A morte, no entanto, sempre andou nas redondezas e levou o mano da mana. Presume-se que, desta feita, por ter sido alvo do ataque de dois canzarrões vadios, decerto esfaimados, que por aquelas bandas apareceram, trazidos pelo cheiro. E assim ficou sozinha a menina, aterrorizada, não tendo já com quem correr, saltaricar, inventar brincadeiras, jogos, ilusões, senão a instintiva capacidade de fingir o olvido e ignorar o medo de ficar a sós no quarto escuro do mundo.
Ora, quando até seria lógico e de enaltecer que os protectores anónimos mais se empolgassem no acompanhamento a dar à órfã, pelo contrário, desapareceram quase todos. Só um deles se conservou fiel à causa e continuou a levar água, alimentos e ternura à desvalida, agora mais que nunca. Mas sempre a saltar à estrada e a cabriolar de contentamento quando ouvia e reconhecia, ao longe, o carro amigão que lá vinha.
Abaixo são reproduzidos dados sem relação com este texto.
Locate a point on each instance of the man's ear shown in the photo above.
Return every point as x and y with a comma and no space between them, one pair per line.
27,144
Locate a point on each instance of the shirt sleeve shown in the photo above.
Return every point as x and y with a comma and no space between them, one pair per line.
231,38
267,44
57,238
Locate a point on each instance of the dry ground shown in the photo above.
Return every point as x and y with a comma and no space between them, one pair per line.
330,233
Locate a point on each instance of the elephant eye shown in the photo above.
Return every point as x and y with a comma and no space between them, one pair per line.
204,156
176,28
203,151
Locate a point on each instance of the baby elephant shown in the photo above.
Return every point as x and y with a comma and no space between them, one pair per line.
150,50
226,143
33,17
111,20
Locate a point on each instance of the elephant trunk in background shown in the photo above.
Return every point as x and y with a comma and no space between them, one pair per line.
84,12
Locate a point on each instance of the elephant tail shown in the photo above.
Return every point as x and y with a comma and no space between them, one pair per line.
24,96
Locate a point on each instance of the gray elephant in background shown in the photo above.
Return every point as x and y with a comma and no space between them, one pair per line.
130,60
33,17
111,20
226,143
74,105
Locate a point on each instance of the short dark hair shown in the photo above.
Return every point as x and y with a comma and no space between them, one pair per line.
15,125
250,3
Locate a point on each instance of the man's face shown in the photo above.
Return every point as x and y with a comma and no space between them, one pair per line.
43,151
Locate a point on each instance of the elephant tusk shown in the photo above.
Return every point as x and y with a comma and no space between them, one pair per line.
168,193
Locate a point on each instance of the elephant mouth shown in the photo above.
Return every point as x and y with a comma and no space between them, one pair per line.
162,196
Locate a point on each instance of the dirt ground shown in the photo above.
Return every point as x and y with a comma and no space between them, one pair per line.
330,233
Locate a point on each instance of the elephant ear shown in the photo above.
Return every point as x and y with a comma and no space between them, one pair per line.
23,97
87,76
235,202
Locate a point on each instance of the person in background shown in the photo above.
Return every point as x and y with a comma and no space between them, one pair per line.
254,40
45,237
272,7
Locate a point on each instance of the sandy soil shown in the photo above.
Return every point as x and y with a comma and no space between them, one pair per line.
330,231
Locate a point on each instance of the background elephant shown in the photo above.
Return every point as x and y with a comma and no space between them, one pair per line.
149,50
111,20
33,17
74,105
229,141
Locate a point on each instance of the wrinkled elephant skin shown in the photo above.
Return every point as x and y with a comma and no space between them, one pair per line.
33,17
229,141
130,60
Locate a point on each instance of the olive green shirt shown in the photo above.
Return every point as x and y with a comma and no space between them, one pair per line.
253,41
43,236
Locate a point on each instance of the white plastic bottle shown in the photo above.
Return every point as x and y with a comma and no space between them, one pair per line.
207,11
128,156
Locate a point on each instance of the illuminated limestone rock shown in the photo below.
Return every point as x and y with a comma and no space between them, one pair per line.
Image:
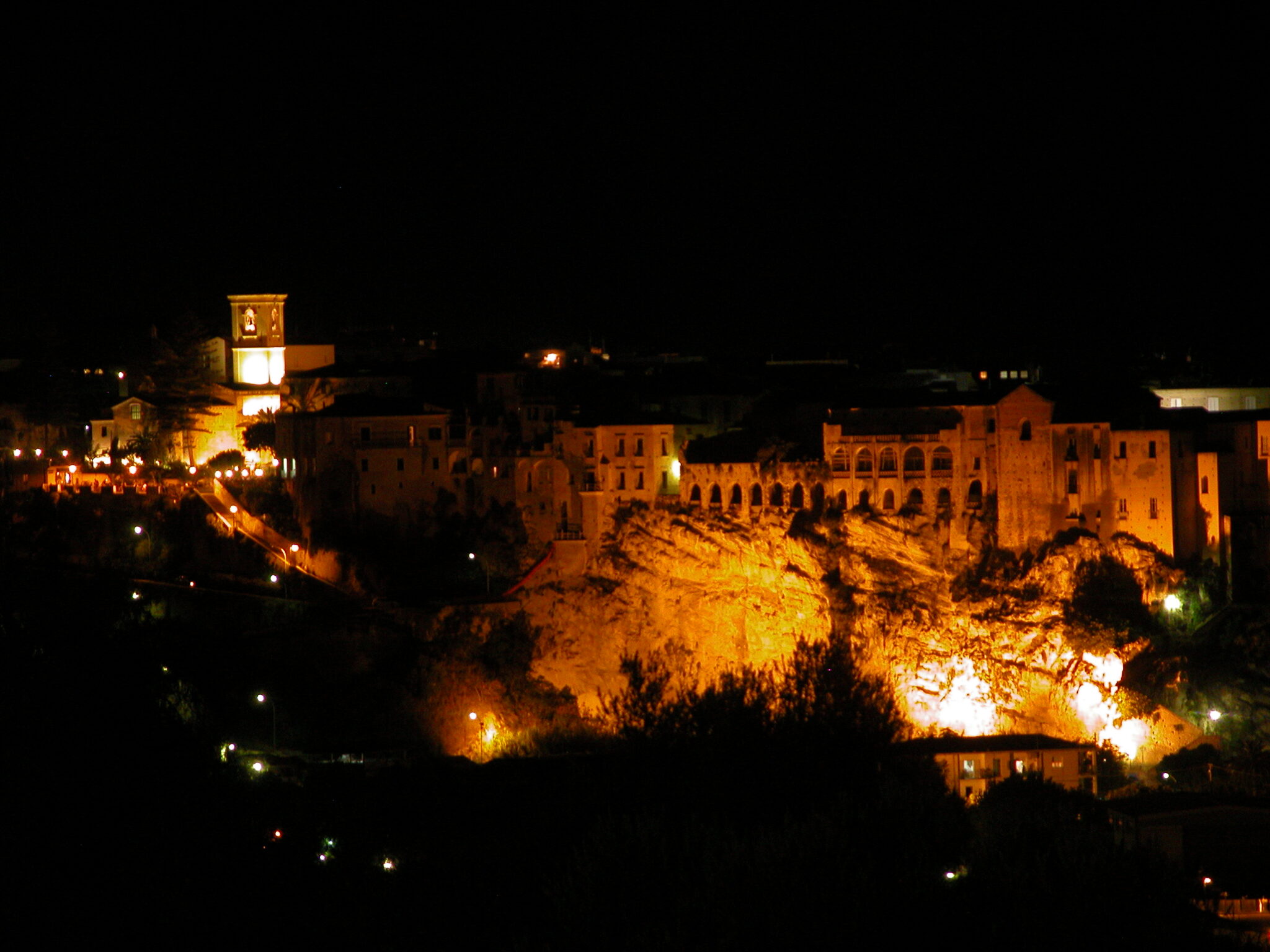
711,592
Até que um dia, mês e meio depois, o carro chegou e dela não se viram quaisquer sinais. Talvez alguém a tivesse adoptado e instalado numa mais confortável moradia, que não aquela do silveirão onde nascera e vivera, desde a primeira hora. Talvez se deixasse convencer, por alguma matilha de vagabundos, e decidisse partir à aventura mundo afora. Ou talvez se ficasse pela margem da vida, tal como os irmãos e a mãe, morta por mandíbulas famintas ou pela criminosa utopia de voar sobre o asfalto. O carro, com o dono lá dentro, ainda por ali se viu a rondar, sem o menor resultado, durante uns dias.
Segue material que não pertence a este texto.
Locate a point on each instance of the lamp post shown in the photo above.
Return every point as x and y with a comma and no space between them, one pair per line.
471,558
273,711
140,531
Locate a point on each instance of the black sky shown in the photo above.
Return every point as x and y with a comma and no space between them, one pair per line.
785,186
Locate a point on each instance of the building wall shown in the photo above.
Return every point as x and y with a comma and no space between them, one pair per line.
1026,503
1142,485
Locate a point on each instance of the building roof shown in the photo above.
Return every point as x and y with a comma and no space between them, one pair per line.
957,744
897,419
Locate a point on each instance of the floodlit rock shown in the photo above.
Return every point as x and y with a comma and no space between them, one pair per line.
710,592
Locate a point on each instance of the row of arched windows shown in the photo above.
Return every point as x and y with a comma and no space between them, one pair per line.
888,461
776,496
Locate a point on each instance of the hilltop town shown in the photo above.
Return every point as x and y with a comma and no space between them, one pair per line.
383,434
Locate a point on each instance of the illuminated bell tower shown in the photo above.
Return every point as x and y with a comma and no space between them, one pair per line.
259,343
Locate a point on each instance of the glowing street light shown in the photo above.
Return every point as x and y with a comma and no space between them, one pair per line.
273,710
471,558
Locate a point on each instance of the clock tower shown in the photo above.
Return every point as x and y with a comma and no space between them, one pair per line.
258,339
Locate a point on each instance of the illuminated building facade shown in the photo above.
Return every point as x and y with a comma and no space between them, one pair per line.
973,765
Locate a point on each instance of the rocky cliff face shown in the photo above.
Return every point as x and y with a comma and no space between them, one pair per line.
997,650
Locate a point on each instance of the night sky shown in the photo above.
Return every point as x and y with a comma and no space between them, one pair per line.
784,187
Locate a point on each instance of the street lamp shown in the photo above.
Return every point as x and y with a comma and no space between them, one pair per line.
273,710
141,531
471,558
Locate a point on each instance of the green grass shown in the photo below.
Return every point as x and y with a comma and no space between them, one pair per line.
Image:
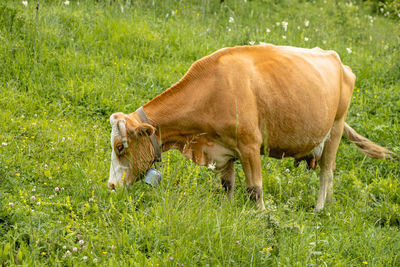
92,60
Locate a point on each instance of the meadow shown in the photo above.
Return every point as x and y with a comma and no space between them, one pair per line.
65,71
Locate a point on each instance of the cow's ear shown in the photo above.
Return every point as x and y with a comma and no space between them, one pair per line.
145,129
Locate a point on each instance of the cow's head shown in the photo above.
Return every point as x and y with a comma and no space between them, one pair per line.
132,152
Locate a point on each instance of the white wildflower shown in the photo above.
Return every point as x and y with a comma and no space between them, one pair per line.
284,25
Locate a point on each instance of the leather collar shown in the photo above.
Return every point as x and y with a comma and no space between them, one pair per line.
153,139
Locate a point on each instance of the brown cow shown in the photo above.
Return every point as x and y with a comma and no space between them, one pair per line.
238,103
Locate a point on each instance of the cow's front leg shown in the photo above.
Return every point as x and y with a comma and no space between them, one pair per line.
251,162
228,179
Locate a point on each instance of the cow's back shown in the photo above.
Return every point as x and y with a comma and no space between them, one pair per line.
291,95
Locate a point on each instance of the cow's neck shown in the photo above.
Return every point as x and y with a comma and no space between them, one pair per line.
172,113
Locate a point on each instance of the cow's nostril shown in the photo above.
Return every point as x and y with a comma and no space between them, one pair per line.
111,186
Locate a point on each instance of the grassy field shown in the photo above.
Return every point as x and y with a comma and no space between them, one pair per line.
62,78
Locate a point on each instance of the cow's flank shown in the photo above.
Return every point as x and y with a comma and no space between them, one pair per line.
283,101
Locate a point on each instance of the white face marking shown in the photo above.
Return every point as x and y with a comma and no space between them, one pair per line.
117,171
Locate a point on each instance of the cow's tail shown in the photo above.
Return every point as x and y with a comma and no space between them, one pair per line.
365,145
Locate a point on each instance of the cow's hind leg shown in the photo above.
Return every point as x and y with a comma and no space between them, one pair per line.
327,164
228,179
251,163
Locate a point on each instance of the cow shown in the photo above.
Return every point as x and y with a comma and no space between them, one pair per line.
240,103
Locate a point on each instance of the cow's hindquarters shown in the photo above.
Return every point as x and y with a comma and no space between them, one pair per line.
327,164
365,145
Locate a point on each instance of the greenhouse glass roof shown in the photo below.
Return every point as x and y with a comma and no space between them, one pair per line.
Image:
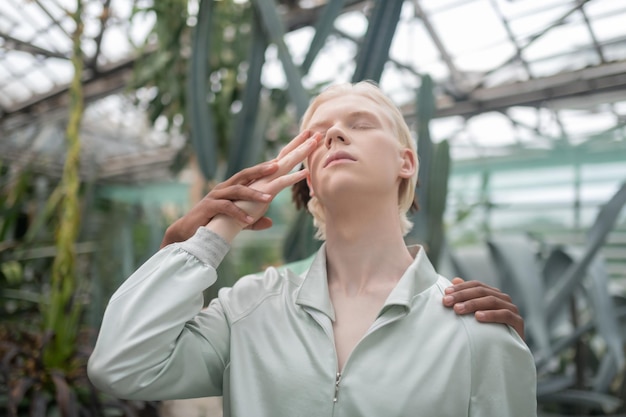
511,75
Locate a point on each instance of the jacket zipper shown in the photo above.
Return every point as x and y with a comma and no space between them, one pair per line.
337,381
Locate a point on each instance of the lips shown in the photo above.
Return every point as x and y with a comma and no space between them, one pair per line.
336,156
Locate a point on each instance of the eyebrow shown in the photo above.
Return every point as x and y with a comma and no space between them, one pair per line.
351,116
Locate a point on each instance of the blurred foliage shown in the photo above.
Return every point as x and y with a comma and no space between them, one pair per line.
164,67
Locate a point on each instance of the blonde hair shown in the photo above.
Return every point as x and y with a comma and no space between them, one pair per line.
369,90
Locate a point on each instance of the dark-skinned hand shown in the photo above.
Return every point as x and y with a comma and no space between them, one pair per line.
488,304
220,200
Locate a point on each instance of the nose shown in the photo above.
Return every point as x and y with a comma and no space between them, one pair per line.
334,134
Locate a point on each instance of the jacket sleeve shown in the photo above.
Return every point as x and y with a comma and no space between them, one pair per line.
155,343
503,373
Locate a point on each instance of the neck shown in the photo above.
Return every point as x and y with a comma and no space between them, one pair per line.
365,248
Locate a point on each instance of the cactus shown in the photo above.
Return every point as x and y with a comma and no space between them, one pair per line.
434,173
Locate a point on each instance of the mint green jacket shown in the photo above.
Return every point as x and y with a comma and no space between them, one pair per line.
267,345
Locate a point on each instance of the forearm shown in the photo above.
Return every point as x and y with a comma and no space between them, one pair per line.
147,330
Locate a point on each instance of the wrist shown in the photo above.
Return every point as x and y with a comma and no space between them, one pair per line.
226,227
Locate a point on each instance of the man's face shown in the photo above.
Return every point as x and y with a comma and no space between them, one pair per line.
359,151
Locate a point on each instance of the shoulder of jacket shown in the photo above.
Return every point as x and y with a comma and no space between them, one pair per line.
251,291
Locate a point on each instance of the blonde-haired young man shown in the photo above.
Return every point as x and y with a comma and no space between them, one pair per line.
363,332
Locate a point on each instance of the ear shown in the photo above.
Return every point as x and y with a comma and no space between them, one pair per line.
308,183
409,163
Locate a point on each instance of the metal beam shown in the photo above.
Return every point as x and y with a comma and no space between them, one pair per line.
605,80
107,81
20,45
374,51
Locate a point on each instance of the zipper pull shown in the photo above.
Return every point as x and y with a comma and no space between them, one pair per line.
337,386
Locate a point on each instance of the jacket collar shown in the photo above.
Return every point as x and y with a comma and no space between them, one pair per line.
419,276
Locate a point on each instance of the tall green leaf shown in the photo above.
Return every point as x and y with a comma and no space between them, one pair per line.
62,312
203,133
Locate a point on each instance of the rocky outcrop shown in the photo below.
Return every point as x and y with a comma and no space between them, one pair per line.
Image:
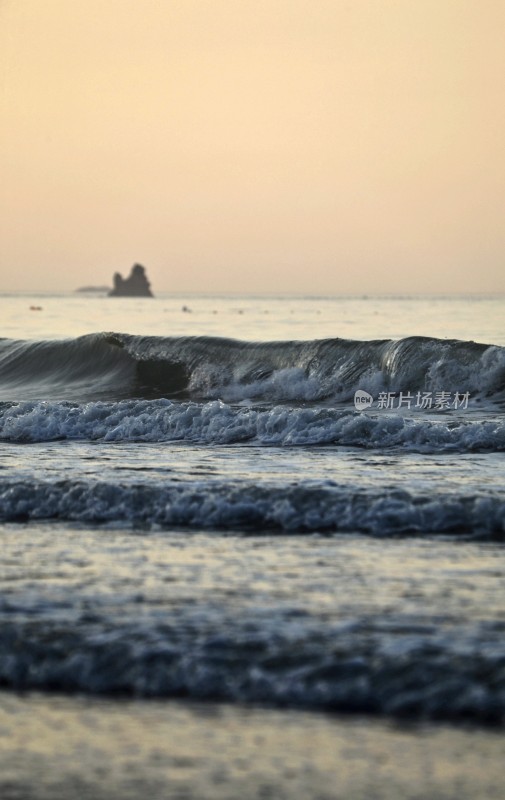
136,285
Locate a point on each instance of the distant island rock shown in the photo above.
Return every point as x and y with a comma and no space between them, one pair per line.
136,285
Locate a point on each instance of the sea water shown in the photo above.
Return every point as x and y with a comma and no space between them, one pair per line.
196,502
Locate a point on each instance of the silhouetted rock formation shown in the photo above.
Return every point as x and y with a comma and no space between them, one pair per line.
136,285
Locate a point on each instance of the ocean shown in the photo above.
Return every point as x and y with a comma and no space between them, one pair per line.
252,513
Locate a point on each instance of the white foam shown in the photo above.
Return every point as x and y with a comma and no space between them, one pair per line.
219,423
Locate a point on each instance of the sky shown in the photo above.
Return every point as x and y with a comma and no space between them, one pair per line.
288,146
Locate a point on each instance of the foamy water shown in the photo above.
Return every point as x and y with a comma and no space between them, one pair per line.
192,503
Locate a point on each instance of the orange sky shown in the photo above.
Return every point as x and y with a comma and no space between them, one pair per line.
253,145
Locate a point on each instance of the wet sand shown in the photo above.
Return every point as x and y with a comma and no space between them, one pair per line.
65,748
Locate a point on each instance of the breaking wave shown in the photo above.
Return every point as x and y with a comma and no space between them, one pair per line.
370,665
119,366
298,507
216,422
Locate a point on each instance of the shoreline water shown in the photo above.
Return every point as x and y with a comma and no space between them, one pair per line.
55,748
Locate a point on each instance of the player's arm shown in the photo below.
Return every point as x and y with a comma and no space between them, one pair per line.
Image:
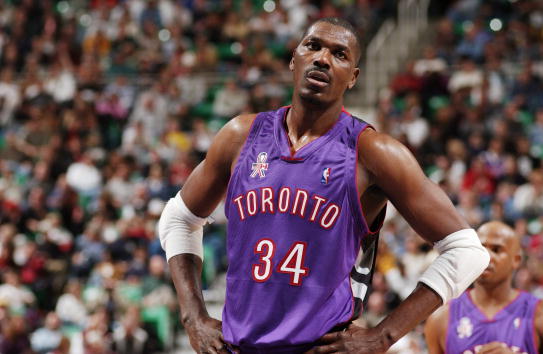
392,168
435,330
180,230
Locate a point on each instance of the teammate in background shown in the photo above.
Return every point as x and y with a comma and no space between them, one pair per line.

Três semanas após o sumiço, quando dono e carro voltavam a casa, situada a vários quilómetros do bosque onde vivera a desaparecida, pareceu-lhes ver alguma coisa em perseguição de ambos: era ela, feliz e contente ao ver e reconhecer, tantos dias e noites depois, aquele carro e aquele dono, aqueles dois amigos, do peito, que já julgava perdidos. Por onde é que eles teriam andado este tempo todo?
Chama-se Lia, como a da Bíblia, filha primeira de Labão. Mas não se creia que Jacob algum esperaria tantas vezes sete anos pela outra mais nova, Raquel, se antes tivesse visto esta.